MCP (Model Context Protocol)
A standard that lets AI models connect to external tools and services. Think of it as the plug that lets a model actually do things beyond generating text.
API (Application Programming Interface)
A way for different software systems to talk to each other. When an app uses AI behind the scenes, it's usually calling an API.
Generative AI
AI that creates new content — text, images, audio, code — rather than just classifying or sorting existing content.
Robotics
Physical devices — from robotic arms to edge sensors — that connect to AI models to make decisions and take action in the real world.
Markdown File
A simple text file format used to write structured documents. In the AI world, markdown files are how you create "skills" and reference documents that agents can read.
Data
The raw material used to train models. Could be images, text, numbers, or purchase history. The quality and quantity of your data determines how good your model will be.

Token Economics

AI services charge by tokens. Free plans and subscriptions are really about token allotments. Hit your limit and you pay more or get cut off.

Monthly Subscription

Flat fee (e.g., $20/mo) with a set token allowance. Simple and predictable.

Per-Token Usage

Pay as you go (e.g., $3/M input tokens, $15/M output tokens). Scales with usage.

Fun fact

The average person processes ~40M words/year (speaking, hearing, reading, thinking, writing).

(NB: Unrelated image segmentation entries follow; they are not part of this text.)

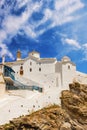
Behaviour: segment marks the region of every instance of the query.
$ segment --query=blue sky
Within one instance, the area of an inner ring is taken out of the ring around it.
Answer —
[[[0,57],[69,56],[87,73],[87,0],[0,0]]]

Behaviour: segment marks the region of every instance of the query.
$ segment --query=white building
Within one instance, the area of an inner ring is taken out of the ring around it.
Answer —
[[[4,65],[14,70],[16,81],[28,86],[68,89],[70,83],[73,81],[82,83],[84,80],[81,79],[84,77],[87,83],[87,75],[77,72],[76,65],[67,56],[57,61],[56,58],[41,58],[40,53],[32,51],[28,57],[22,59],[18,50],[16,61],[4,62]]]

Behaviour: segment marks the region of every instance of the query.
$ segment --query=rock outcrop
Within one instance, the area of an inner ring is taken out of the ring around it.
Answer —
[[[0,130],[87,130],[87,85],[73,83],[52,105],[0,126]]]

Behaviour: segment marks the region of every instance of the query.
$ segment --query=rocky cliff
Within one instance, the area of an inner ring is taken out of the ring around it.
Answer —
[[[87,130],[87,85],[73,83],[52,105],[0,126],[0,130]]]

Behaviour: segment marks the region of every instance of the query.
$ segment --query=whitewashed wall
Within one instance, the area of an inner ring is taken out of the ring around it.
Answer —
[[[64,89],[68,88],[69,83],[73,82],[76,73],[76,66],[72,63],[62,64],[62,86]]]

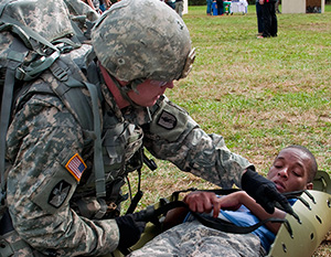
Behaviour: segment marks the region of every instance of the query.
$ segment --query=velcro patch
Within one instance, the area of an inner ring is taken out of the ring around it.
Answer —
[[[162,110],[162,114],[158,120],[158,125],[166,129],[173,129],[177,126],[177,118],[172,114]]]
[[[81,178],[83,175],[83,172],[86,170],[87,167],[86,167],[85,162],[83,161],[83,159],[79,157],[79,154],[76,153],[68,160],[68,162],[65,164],[65,168],[79,182]]]
[[[51,191],[51,194],[49,196],[49,204],[51,204],[53,207],[58,208],[66,200],[68,193],[71,192],[71,188],[72,185],[66,181],[60,181]]]

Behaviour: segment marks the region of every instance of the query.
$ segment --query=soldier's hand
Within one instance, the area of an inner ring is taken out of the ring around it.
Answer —
[[[249,168],[242,178],[242,189],[255,199],[269,214],[274,213],[276,203],[278,203],[285,212],[291,215],[295,213],[287,199],[278,192],[274,182],[259,175]]]
[[[128,214],[115,218],[119,229],[118,248],[129,248],[139,240],[146,222],[136,219],[136,216],[135,214]]]

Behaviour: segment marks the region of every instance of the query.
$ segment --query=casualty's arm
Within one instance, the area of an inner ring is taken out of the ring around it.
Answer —
[[[269,217],[275,218],[285,218],[286,213],[275,208],[273,214],[267,213],[258,203],[255,202],[245,191],[238,191],[228,195],[225,195],[220,199],[220,204],[222,208],[234,208],[238,205],[245,205],[255,216],[260,221],[264,221]],[[274,233],[277,234],[280,223],[270,223],[268,222],[266,226]]]
[[[221,208],[221,201],[212,192],[195,191],[188,194],[183,200],[193,212],[210,213],[217,217]]]

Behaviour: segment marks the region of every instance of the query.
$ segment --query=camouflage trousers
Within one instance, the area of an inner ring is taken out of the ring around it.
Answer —
[[[43,257],[41,253],[32,249],[15,231],[0,235],[1,257]]]
[[[258,257],[265,254],[256,235],[224,233],[193,221],[163,232],[129,256]]]

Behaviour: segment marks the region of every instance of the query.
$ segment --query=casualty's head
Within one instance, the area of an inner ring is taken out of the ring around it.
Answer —
[[[317,171],[314,156],[307,148],[289,146],[278,153],[267,179],[273,181],[281,193],[311,190]]]
[[[124,92],[152,81],[157,86],[185,77],[193,64],[183,20],[160,0],[121,0],[96,23],[92,43],[100,64]]]

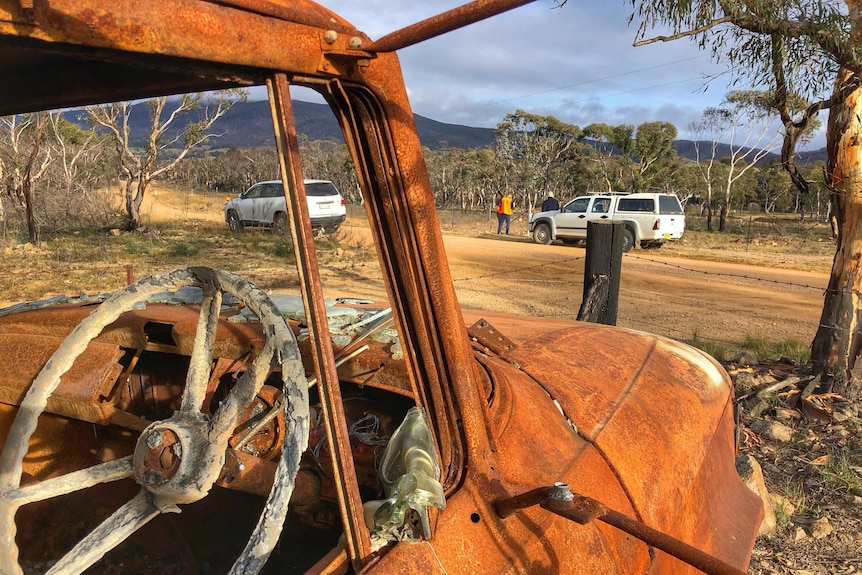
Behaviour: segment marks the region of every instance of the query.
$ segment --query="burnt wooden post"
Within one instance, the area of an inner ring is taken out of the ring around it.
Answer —
[[[579,321],[617,324],[623,231],[622,222],[603,220],[587,223],[584,299],[578,312]]]

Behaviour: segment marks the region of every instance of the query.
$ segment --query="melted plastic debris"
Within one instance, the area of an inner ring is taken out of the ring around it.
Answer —
[[[30,311],[34,309],[41,309],[43,307],[49,307],[52,305],[57,305],[61,303],[102,303],[106,299],[111,297],[109,293],[99,294],[97,296],[88,296],[85,293],[81,293],[81,295],[75,296],[66,296],[66,295],[58,295],[48,299],[38,300],[38,301],[28,301],[16,303],[14,305],[10,305],[9,307],[4,307],[0,309],[0,316],[11,315],[13,313],[21,313],[24,311]]]
[[[387,499],[363,504],[372,540],[431,539],[428,507],[445,509],[446,497],[437,479],[440,462],[422,408],[411,407],[392,434],[383,450],[379,472]],[[419,517],[418,525],[408,513],[411,509]]]

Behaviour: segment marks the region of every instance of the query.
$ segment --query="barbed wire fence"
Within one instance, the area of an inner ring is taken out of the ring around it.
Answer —
[[[773,278],[763,278],[763,277],[748,275],[748,274],[744,274],[744,273],[716,272],[716,271],[710,271],[710,270],[697,269],[695,267],[688,267],[688,266],[684,266],[684,265],[677,264],[677,263],[666,262],[666,261],[662,261],[662,260],[656,260],[656,259],[652,259],[652,258],[648,258],[648,257],[634,255],[634,254],[626,254],[626,257],[641,260],[641,261],[648,262],[651,264],[666,266],[669,268],[673,268],[673,269],[680,270],[680,271],[685,271],[685,272],[692,273],[692,274],[699,274],[699,275],[703,275],[703,276],[714,276],[714,277],[721,277],[721,278],[725,278],[725,279],[733,279],[733,280],[740,280],[740,281],[750,281],[750,282],[758,282],[758,283],[764,283],[764,284],[780,285],[780,286],[786,286],[786,287],[790,287],[790,288],[794,288],[794,289],[817,290],[817,291],[820,291],[821,293],[823,293],[824,295],[828,291],[828,288],[824,287],[824,286],[811,285],[811,284],[792,282],[792,281],[777,280],[777,279],[773,279]],[[476,280],[485,280],[485,279],[489,279],[489,278],[493,278],[493,277],[505,277],[505,276],[511,277],[512,275],[521,274],[524,272],[534,272],[534,271],[542,269],[542,268],[549,268],[549,267],[566,265],[566,264],[570,264],[572,262],[576,262],[576,261],[580,261],[580,260],[584,260],[584,259],[585,259],[585,256],[562,258],[562,259],[557,259],[557,260],[553,260],[553,261],[549,261],[549,262],[543,262],[540,264],[535,264],[535,265],[530,265],[530,266],[522,266],[522,267],[518,267],[518,268],[497,270],[497,271],[482,273],[482,274],[478,274],[478,275],[453,278],[453,281],[457,284],[459,282],[471,282],[471,281],[476,281]],[[578,278],[578,279],[556,279],[556,280],[547,279],[547,278],[512,278],[512,279],[510,279],[510,281],[521,282],[521,283],[538,282],[538,283],[545,283],[545,284],[560,283],[560,284],[571,284],[571,285],[583,286],[583,277]],[[627,292],[643,291],[643,290],[637,290],[637,289],[632,289],[632,288],[623,288],[623,289]],[[686,296],[686,295],[663,294],[663,296],[674,298],[674,299],[682,299],[682,300],[692,300],[692,299],[697,300],[697,298],[694,298],[692,296]],[[734,310],[728,310],[728,311],[733,312]],[[554,318],[565,318],[565,319],[575,319],[578,316],[577,312],[573,312],[573,313],[560,313],[560,312],[535,313],[535,312],[533,312],[533,315],[536,315],[536,317],[547,317],[547,318],[554,317]],[[672,325],[666,325],[666,324],[662,324],[662,323],[658,323],[658,322],[654,322],[654,321],[643,321],[643,320],[638,320],[638,319],[630,318],[630,317],[624,317],[623,319],[624,319],[625,323],[641,325],[641,326],[644,326],[645,328],[649,328],[650,331],[655,331],[655,328],[658,328],[659,330],[661,330],[662,333],[678,334],[678,336],[675,336],[675,337],[677,337],[677,339],[688,339],[688,338],[692,337],[691,333],[686,333],[686,332],[684,332],[684,331],[680,330],[679,328],[672,326]],[[696,339],[698,339],[700,341],[706,341],[706,342],[711,342],[711,343],[716,343],[716,344],[738,345],[740,343],[739,341],[730,341],[727,339],[703,336],[700,334],[695,334],[695,337],[696,337]]]

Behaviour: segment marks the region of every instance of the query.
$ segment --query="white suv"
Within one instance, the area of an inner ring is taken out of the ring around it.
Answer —
[[[530,233],[539,244],[555,239],[586,239],[592,220],[623,222],[623,251],[636,246],[659,247],[685,231],[685,212],[673,194],[637,193],[580,196],[561,209],[539,212],[530,219]]]
[[[347,217],[344,198],[338,188],[327,180],[305,180],[305,195],[311,227],[327,232],[337,230]],[[264,226],[283,234],[287,227],[287,210],[281,180],[257,183],[238,198],[228,200],[224,205],[224,219],[232,232],[245,226]]]

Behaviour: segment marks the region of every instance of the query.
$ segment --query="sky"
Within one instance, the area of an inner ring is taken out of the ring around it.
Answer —
[[[318,1],[376,39],[467,0]],[[519,109],[580,127],[667,121],[694,139],[690,124],[721,103],[731,75],[685,39],[633,47],[630,13],[625,0],[537,0],[404,48],[413,111],[484,128]],[[805,148],[824,145],[821,131]]]

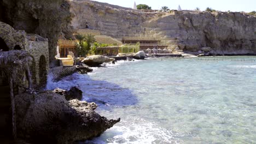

At ~$1/M tokens, that's roughly $40 worth of AI processing — compared to $50K–$100K in salary for a knowledge worker.

Key Themes

1

AI as a life skill, not just a tool

Framed through the food/gardening analogy — understand how it works, not just how to use it.

2

Models are not new

Text prediction, recommendations, and classification have been around for years.

3

Tokens = the currency of AI

Understanding input/output economics is foundational to using AI wisely.

4

Agents are the future

Moving from asking questions to delegating tasks.

5

Own your pipeline

The long game is hosting your own models, data, and agents.

6

Security in perspective

Your phone already knows everything. Be smart, but don't freeze.

7

Community-rooted

Everything ties back to how villages and families can use this.